Jednym z nich jest Derren Brown. Człowiek znany z programów telewizyjnych. Facet interesuje się spirytyzmem i zapewne zmiażdżył by cię argumentami w 5 sekund.
Znam go i podziwiam jego wiedzę oraz umiejętności, ale wątpię, czy mógłby mnie zgnieść.
Wcześniej pisałem o jednej technice podnoszenia stołu. To nie jest jedyna metoda na uzyskanie takiego efektu. Drugą metodą, chyba bardziej popularną było podnoszenie stołu przez naciskanie palcami na blat. Wystarczyło tylko lekko przycisnąć, a stół przechylał się w jedną stronę. Robiły to przeważnie dwie osoby. Stolik musiał być lekki. Trzecią metodą było podnoszenie stołu kolanami.
Kolana odpadają, skoro trzymano jej stopy. Ręce również miała często przywiązane do poręczy krzesła i je również trzymano. Zaznaczę przy tym, że stół wcale nie był lekki:
O stoliku do doświadczeń:
"Stolik umyślnie do doświadczeń zrobiony, spory, czworonożny, z białego drzewa, zbadałem wpierw najdokładniej, wypróbowawszy mechanicznie wszelkie możliwe sposoby poruszenia go. Sześć osób mogło przy nim siedzieć wygodnie. Boki miał całkiem gładkie (bez blatu wystającego). Stopą nóg jego podważyć nie było można, ręką zaś trzymaną na wierzchu tylko w pewnych warunkach i nie od strony osoby naciskającej."
Pozwól że przytoczę kilka cytatów i powiedz czy mogą to być sztuczki.

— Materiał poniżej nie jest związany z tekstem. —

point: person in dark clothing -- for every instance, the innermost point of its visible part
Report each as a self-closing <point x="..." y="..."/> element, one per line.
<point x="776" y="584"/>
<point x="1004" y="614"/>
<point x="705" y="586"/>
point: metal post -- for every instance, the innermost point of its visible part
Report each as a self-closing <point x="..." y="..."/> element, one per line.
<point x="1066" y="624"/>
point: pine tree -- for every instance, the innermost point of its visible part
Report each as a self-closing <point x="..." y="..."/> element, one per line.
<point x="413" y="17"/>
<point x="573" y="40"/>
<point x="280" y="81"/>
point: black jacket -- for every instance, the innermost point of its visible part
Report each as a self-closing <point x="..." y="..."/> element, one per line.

Otwieram się na twą wiedzę z zakresu iluzji. Weź też pod uwagę, że na seansy przychodziło wiele osób pragnących tylko i wyłącznie medium zdemaskować, zawsze Eusapię dokładnie przeszukiwano i sprawdzano całe pomieszczenie oraz używane przedmioty.
1. "Oprócz Siemieradzkiego i pana L.Prószyńskiego, osoby biorące udział w tym pierwszym posiedzeniu, nie znały dotychczas Eusapii. Wszystkich poddałem przedtem próbie z hipnoskopem, ażeby się przekonać, czy nie będą ulegać sugestii. Jedna tylko okazała się wrażliwa, ale w stopniu nie dopuszczającym halucynacji. W pokoju panowało jasne światło. Eusapia usiadła przy węższym boku stolika;z obu stron trzymaliśmy ja za ręce i za nogi, tak, że żaden jej ruch nie mógł ujść naszej uwagi. Od pierwszej chwili umieszczenia się przy stole, Eusapia spoważniała; nie upłynęło 30 sekund, kiedy stół zaczął się jakby niepokoić: ruszał się, pochylał unosił, wreszcie wszystkimi czterema nogami poderwał się w górę i spadł z wielkim hałasem. Przez cały ten czas Eusapia zaledwie dotykała blatu końcami palców, odejmując je nawet co chwila, a nogi jej zbliżone do siebie kolanami, które jedną ręką trzymałem, nie zmieniły pozycji"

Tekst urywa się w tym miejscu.